The Kullback–Leibler distance, represented as $D(P\parallel Q)$, quantifies the expected difference in surprise between a source distribution (Q) and a target distribution (P), or how one distribution diverges from another. This can be understood as follows:

$D(P \parallel Q) = \mathop{\mathbb{E}}_{x \in X} \left[-\log(q(X=x)) - (-\log(p(X=x))) \right]$

$D(P \parallel Q) = \mathop{\mathbb{E}}_{x \in X} \left[-\log(q(X=x)) + \log(p(X=x))) \right]$

$D(P \parallel Q) = \mathbb{E}_{x \in X} \left[ \log \left( \frac{p(X=x)}{q(X=x)} \right) \right]$

$D(P \parallel Q) = \sum_{x \in X} \left[ p(X=x) \log \left( \frac{p(X=x)}{q(X=x)} \right) \right]$

Note:

- Sampling of events happens under the true distribution P.
- It’s non-symmetric (thereby not a true measure of distance) i.e. $D(P \parallel Q) \neq D(Q \parallel P)$
- $D(P\parallel Q)=0$ when $P=Q$

### Mutual Information

It’s the relative entropy between true joint probability distribution (P(X,Y)) and the product distribution P(X).P(Y)

$ I(X;Y) = D(P(X,Y)\parallel P(X).P(Y))$

$ I(X;Y) = \sum_{x \in X} \sum_{y \in Y} p(X=x,Y=Y) \log\left(\frac{p(X,Y)}{P(X).P(Y)}\right)$

### Cross Entropy

Let’s say that we have a assumed probability distribution $(Q)$ of observing events $X$. However, let’s assume the true probability distribution of observing $X$ is $P$. Estimating entropy of distribution Q when events happen under P is referred as Cross-Entropy.

$$H(p,q) = -\sum_{k=1}^{K} \left(p(X=k) \log\left(q(X=k)\right)\right)$$

This entropy would be high only when unlikely events under P are considered to be highly likely under Q and vice-versa.

```
<matplotlib.legend.Legend at 0x10981cc90>
```

### Cross Entropy and Relative Entropy ( KL)

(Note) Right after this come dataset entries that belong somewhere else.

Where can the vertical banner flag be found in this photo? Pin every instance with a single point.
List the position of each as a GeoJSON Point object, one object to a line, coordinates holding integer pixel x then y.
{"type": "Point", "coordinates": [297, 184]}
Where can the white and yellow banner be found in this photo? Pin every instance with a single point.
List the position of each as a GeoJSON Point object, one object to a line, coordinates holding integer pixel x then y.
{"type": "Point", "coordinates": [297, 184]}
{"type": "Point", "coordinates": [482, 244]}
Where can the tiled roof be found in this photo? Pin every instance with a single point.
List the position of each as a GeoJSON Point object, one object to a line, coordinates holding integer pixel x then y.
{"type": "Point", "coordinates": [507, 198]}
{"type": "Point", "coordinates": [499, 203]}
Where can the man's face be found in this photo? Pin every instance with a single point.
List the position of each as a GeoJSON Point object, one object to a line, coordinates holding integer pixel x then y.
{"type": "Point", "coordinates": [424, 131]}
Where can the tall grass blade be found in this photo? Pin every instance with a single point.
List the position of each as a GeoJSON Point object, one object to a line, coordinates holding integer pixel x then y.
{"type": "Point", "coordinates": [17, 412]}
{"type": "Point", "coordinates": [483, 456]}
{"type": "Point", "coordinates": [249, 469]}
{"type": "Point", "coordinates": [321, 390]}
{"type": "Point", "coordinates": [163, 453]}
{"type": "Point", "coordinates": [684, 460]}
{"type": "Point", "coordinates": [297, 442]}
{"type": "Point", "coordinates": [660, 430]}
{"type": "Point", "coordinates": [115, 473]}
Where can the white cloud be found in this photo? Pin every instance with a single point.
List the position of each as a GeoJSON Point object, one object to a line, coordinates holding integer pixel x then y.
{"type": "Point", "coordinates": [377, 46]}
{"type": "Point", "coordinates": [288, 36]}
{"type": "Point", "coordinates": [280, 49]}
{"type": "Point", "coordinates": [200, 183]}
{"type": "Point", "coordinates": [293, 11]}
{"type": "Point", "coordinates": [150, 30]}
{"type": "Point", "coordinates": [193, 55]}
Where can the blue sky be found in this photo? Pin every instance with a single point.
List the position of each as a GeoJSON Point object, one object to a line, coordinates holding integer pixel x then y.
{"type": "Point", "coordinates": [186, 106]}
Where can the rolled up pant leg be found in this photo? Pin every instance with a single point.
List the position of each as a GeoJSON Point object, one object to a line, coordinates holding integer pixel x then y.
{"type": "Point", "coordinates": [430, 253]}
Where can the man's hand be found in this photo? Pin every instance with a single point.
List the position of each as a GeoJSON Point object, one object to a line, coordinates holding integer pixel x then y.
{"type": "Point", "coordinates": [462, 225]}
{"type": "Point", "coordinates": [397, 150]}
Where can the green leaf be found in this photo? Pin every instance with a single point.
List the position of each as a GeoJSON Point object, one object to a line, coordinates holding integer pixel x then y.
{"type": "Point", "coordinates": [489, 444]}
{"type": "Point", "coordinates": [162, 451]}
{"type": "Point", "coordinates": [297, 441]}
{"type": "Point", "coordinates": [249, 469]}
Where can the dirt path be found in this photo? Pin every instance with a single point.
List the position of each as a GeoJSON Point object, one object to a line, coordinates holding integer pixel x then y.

$H_{cross}(P,Q) = H(P) + D(P \parallel Q)$

Let’s understand it by deriving it:

$ H(P,Q) = - \sum_{x \in X} P(X=x) \log\left(Q(X=x)\right)$

$ H(P,Q) = - \sum_{x \in X} P(X=x) \log\left(Q(X=x). \frac{P(X=x)}{P(X=x)} \right)$

$ H(P,Q) = - \sum_{x \in X} P(X=x)\log\left(P\left(X=x\right)\right) + \sum_{x \in X} P(X=x) \log\left(\frac{Q(X=x)}{P(X=x)}\right)$

$ H(P,Q) = H(P) + D(P \parallel Q)$

This also means that minimizing “Cross entropy” is same as minimizing “KL” as “$H(P)$” is not controlled.